Senior US and Iranian officials have made separate last minute attempts to find alternative to the planned Kurdish independence referendum which is due to take place on Monday, Kurdish sources have said.
The head of Iran's Revolutionary Guards' elite Quds Force, General Qassem Soleimani and the Special Presidential Envoy for the Global Coalition to Counter Daesh at the US Department of State, Brett McGuck, separately made several shuttle trips between Baghdad, Erbil and Sulaymaniyah last week.
A source familiar with the Patriotic Union of Kurdistan (PUK) told Al-Monitor news site that the Iranians and Americans both agree that the referendum should either be postponed or cancelled altogether.
According to the source, Soleimani warned that "Iran has so far prevented the Popular Mobilisation Forces from launching an attack," adding that he "will not bother to do that anymore".

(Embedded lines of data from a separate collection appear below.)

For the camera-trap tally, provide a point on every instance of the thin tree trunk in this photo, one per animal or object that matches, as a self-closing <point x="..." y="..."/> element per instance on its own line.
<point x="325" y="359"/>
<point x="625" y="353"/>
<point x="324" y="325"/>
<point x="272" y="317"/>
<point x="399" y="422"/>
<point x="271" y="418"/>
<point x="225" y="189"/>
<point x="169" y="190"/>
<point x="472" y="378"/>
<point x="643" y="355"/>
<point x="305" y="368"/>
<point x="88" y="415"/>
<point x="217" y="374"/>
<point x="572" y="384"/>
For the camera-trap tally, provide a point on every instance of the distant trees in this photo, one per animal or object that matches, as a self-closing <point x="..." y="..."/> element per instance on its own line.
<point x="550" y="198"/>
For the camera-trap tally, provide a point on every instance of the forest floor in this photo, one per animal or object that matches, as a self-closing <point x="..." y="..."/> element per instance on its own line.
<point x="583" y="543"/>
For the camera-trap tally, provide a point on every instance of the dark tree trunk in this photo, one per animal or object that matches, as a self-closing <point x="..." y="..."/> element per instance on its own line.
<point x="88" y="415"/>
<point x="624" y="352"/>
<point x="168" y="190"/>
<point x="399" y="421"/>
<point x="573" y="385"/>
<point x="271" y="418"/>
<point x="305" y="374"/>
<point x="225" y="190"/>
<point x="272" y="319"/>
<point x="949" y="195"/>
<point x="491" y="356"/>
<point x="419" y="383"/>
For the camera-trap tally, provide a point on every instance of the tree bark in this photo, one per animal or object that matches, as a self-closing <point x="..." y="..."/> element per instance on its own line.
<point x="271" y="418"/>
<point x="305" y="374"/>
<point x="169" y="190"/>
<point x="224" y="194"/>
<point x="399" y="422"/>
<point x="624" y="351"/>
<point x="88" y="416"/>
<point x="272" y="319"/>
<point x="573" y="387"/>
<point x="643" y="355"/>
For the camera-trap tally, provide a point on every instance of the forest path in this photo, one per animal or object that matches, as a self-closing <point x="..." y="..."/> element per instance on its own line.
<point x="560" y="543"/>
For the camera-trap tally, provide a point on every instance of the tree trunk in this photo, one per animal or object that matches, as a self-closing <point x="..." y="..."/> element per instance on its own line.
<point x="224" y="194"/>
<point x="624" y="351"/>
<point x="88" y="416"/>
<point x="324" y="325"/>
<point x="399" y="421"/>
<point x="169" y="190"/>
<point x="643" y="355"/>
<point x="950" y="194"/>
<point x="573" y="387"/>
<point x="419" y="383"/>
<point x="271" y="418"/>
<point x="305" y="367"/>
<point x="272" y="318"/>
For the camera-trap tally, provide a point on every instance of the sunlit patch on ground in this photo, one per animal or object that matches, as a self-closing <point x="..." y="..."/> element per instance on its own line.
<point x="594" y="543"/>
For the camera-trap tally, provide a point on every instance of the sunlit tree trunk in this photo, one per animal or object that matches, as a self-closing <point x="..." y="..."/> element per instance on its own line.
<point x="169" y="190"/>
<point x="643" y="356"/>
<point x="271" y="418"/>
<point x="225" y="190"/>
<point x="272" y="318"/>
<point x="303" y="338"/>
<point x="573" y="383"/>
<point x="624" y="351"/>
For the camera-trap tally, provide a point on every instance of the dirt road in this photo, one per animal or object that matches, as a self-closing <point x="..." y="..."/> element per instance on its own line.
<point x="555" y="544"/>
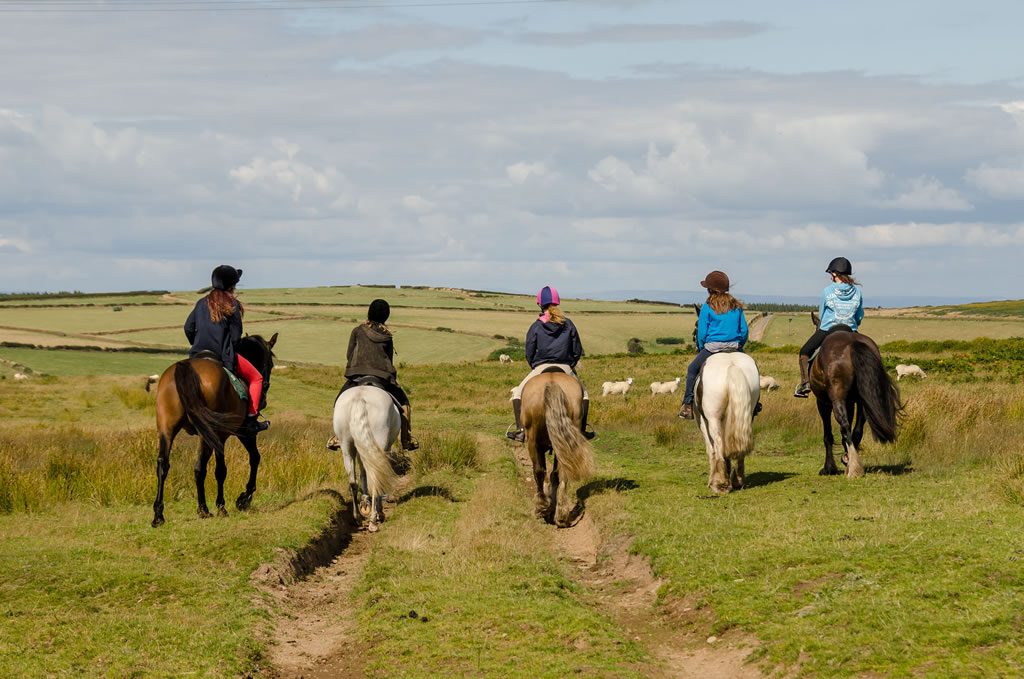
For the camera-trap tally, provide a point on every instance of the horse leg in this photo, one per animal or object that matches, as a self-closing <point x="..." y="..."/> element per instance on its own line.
<point x="201" y="462"/>
<point x="854" y="469"/>
<point x="163" y="467"/>
<point x="537" y="458"/>
<point x="220" y="473"/>
<point x="245" y="500"/>
<point x="824" y="410"/>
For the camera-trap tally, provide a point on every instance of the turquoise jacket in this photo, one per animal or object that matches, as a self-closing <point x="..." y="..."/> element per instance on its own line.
<point x="842" y="304"/>
<point x="728" y="327"/>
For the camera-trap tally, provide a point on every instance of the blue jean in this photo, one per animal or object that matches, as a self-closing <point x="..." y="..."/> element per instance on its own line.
<point x="692" y="372"/>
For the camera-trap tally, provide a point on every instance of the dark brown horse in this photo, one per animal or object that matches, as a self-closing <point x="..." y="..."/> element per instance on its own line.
<point x="850" y="383"/>
<point x="196" y="395"/>
<point x="551" y="410"/>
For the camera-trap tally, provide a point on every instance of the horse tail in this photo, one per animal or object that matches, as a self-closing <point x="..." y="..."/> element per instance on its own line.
<point x="737" y="431"/>
<point x="876" y="393"/>
<point x="380" y="476"/>
<point x="208" y="423"/>
<point x="576" y="459"/>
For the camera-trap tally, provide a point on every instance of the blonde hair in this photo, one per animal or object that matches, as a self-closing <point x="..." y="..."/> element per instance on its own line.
<point x="555" y="314"/>
<point x="721" y="302"/>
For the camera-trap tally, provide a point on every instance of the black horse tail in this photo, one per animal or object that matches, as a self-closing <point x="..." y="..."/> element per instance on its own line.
<point x="876" y="393"/>
<point x="208" y="423"/>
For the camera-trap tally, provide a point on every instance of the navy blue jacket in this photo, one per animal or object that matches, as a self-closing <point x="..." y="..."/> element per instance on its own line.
<point x="553" y="343"/>
<point x="206" y="335"/>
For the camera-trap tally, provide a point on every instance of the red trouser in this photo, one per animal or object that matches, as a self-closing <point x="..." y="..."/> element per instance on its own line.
<point x="255" y="380"/>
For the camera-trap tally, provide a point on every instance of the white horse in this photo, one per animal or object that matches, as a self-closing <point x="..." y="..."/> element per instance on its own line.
<point x="725" y="395"/>
<point x="367" y="424"/>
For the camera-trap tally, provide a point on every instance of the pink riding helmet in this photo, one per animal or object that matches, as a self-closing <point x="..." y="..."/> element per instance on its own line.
<point x="548" y="295"/>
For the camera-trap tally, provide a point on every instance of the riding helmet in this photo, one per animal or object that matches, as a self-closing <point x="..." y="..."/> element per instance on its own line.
<point x="840" y="265"/>
<point x="225" y="278"/>
<point x="717" y="281"/>
<point x="548" y="295"/>
<point x="379" y="310"/>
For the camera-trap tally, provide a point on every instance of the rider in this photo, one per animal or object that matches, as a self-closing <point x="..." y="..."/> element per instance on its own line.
<point x="721" y="327"/>
<point x="371" y="352"/>
<point x="551" y="342"/>
<point x="842" y="307"/>
<point x="215" y="325"/>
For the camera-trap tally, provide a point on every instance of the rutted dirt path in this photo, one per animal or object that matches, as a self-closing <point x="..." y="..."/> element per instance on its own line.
<point x="623" y="584"/>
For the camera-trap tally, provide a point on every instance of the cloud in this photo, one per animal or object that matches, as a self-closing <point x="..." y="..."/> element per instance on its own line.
<point x="646" y="33"/>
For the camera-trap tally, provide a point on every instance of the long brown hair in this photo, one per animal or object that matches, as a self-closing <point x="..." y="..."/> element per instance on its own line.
<point x="555" y="314"/>
<point x="221" y="304"/>
<point x="722" y="302"/>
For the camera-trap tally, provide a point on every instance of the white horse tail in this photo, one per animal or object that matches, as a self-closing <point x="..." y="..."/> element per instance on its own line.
<point x="380" y="477"/>
<point x="576" y="459"/>
<point x="737" y="434"/>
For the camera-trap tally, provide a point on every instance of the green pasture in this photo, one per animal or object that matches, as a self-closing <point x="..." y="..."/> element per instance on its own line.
<point x="796" y="328"/>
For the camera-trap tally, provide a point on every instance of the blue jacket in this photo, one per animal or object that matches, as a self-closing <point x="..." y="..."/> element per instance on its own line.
<point x="217" y="337"/>
<point x="728" y="327"/>
<point x="842" y="304"/>
<point x="553" y="343"/>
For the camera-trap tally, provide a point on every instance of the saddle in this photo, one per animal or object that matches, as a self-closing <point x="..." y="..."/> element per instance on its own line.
<point x="373" y="381"/>
<point x="240" y="385"/>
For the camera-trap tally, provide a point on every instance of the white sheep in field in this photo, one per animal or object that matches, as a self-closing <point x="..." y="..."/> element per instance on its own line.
<point x="903" y="371"/>
<point x="615" y="387"/>
<point x="666" y="387"/>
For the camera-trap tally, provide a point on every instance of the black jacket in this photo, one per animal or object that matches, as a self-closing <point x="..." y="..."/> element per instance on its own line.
<point x="206" y="335"/>
<point x="553" y="343"/>
<point x="371" y="351"/>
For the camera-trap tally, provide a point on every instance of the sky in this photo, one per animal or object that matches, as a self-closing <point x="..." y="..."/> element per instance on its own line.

"Look at Mandali and what happened there, it's just the beginning," the source quoted Soleimani as saying, referring to the arrival of more than 100 members of the Popular Mobilisation Forces to the disputed city of Mandali in Diyala Province where they forced the Kurdish head of the local council to resign and declared the town will not participate in the referendum.
The website said that Iran and the US are conveying similar messages, but the motives behind their positions are different.
According to the site, while Washington fears the referendum will weaken the position of Iraqi Prime Minister Haider Al-Abadi ahead of next year's elections which would strengthen the positions of Iran's supporters, Tehran believes the referendum is an American, Israeli trick to destabilise the region and create a new threat to Iran's security by influencing Tehran's eight million Kurds.
On Monday, the Iraqi Federal Supreme Court, the highest judicial authority in Iraq, ruled to suspend the referendum procedures.